Restrukturisasi, Reorganisasi, Dan Likuidasi [+Contoh Riil]
Daftar isi
Restrukturisasi, Likuidasi dan Reorganisasi ialah dua pendekatan yang seringkali digunakan untuk melaksanakan tindakan terhadap perusahaan yang kinerjanya kurang bagus.
Kesulitan timbul sebab berkaitan dengan jenis perjuangan yang sangat beraneka ragam, sanggup juga sebab problem trade-off antara kecepatan pengambilan keputusan dan pengendalian.
Faktor kombinasi sanggup juga menimbulkan kesulitan keuangan bagi perusahaan.
Dan Blog Manajemen Keuangan kali ini membahas analisis keuangan untuk situasi tersebut, bagaimana keputusan yang perlu diambil, dan konsekuensi bagi pihak-pihak yang menanamkan dananya di perusahaan tersebut.
Mari segera dimulai…
01. Restrukturisasi Perusahaan
Pengertian restrukturisasi ialah acara untuk merubah struktur perusahaan.
Dengan demikian, pengertian restrukturisasi sebetulnya dalam artian makin membesar atau makin ramping.
Bila diartikan dalam pengertian yang pertama, maka restrukturisasi perusahaan merger akuisisi juga merupakan upaya untuk melaksanakan restrukturisasi.

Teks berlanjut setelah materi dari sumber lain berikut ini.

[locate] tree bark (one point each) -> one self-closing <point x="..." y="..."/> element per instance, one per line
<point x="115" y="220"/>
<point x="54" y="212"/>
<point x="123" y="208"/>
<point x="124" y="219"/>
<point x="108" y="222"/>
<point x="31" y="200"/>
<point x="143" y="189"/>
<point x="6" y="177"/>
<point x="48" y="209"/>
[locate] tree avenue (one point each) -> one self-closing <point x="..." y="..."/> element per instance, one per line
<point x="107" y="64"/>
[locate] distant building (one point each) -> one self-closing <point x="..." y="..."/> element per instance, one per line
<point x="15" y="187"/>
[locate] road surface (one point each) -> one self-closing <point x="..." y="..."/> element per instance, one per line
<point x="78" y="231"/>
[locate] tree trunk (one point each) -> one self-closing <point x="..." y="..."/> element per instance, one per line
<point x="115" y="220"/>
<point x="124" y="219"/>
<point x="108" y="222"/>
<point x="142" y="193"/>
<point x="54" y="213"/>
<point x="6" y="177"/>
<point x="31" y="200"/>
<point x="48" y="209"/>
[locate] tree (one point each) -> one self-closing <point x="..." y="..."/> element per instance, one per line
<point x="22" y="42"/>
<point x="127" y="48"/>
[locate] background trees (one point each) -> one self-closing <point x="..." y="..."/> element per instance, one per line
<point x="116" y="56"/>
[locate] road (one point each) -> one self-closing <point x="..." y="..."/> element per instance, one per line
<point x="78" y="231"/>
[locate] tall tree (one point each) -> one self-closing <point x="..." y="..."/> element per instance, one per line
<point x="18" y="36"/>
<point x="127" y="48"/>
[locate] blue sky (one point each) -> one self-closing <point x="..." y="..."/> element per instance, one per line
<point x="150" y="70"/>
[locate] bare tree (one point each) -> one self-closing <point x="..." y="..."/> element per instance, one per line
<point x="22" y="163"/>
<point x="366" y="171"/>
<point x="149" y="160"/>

Perusahaan bisa berkembang menjadi korporasi (corporation), yaitu perusahaan yang mempunyai banyak unit kegiatan.
Unit-unit acara tersebut ialah suatu divisi yang relatif independen, tapi mungkin juga merupakan suatu potongan yang hanya sebagai pelaksana keputusan-keputusan kantor pusat.
Apapun tingkat kebebasan (degree of independence) dari unit-unit tersebut, perusahaan mungkin suatu ketika menghadapi kesulitan dalam mengendalikan unit-unit tersebut.
Masalah-masalah ini bisa menimbulkan korporasi melaksanakan restrukturisasi.
Demikian juga dalam operasinya perusahaan tidak selalu bisa berkembang dengan baik.
Kadang-kadang perusahaan terpaksa ‘memperkecil diri’ supaya bisa bertahan, atau bahkan terpaksa bahkan memubarkan diri sebab kerugian terus menerus yang diderita dan juga alasan keuangan.
Alasan pertama, perusahaan menanggung biaya operasi yang lebih dari penghasilan operasinya.
Kedua, perusahaan menghadapi kesulitan keuangan sebab beban keuangan tetap yang terlalu besar.
Bisa jadi, dari sisi operasional masih menghasilkan keuntungan operasi, tapi keuntungan operasi tersebut tidak bisa untuk memenuhi kewajiban finansialnya.
Perusahaan yang melaksanakan integrasi vertikal, terperinci melaksanakan restrukturisasi bisnisnya.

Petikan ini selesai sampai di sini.